The global economy could grow half a percentage point faster next year if households spend some of the huge savings they built up during the coronavirus pandemic, a French economic think-tank said on Wednesday.
With businesses such as restaurants, cinemas and hotels still closed in many countries, many households in developed countries have accumulated far greater savings than normal.
Whether households start spending these savings or sit on them in anticipation of financial challenges ahead is one of the biggest puzzles facing economists and policymakers as they try to figure out how fast economies will recover from the pandemic.
The OFCE think-tank approached the issue by comparing a scenario for major economies where households spend in 2022 a fifth of the extra savings they built up during 2020 and 2021 with a scenario in which they do not.

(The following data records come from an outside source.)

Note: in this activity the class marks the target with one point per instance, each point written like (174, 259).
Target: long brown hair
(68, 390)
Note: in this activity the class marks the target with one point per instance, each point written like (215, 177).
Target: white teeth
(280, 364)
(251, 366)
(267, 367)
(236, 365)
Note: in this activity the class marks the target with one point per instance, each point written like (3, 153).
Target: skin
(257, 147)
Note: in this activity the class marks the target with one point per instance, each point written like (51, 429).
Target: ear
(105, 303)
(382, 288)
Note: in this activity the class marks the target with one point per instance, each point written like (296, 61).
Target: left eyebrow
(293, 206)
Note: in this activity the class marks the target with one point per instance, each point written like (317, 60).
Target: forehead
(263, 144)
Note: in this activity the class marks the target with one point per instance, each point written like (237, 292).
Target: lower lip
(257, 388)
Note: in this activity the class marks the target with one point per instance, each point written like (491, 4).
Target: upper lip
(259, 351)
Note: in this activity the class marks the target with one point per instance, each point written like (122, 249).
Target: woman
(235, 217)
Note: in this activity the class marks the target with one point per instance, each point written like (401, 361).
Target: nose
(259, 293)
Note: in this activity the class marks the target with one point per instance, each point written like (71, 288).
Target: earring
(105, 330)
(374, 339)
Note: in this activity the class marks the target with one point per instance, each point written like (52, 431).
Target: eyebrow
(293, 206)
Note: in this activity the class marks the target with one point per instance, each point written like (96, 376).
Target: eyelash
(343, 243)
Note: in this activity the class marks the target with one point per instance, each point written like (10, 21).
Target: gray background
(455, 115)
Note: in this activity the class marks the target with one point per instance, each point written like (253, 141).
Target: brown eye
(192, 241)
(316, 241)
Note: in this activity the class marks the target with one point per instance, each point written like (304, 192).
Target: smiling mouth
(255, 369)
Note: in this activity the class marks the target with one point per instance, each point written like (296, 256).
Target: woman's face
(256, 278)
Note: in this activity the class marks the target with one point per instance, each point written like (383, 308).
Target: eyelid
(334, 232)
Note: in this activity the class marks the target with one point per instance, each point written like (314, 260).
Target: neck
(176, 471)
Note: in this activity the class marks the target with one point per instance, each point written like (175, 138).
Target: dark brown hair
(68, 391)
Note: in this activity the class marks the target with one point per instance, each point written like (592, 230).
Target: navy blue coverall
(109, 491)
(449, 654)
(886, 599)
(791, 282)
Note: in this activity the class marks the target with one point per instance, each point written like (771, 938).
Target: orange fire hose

Under the first scenario, global economic growth was seen at 4.5% next year and under the second it came out at 4.0%, the OFCE said in an update of its global forecasts.
The U.S. economy was seen achieving growth next year of 5.9% under the first scenario and of 3.7% without the boost from savings being spent down.
Germany, Europe’s biggest economy, could see 5.5% growth next year under the first scenario and 4.1% under the second, while French growth would reach 6.0% and 4.3% respectively.
Britain could see growth of 5.0% with a savings drawdown or 3.2% without while Italy was seen at 5.5% and 3.9% respectively.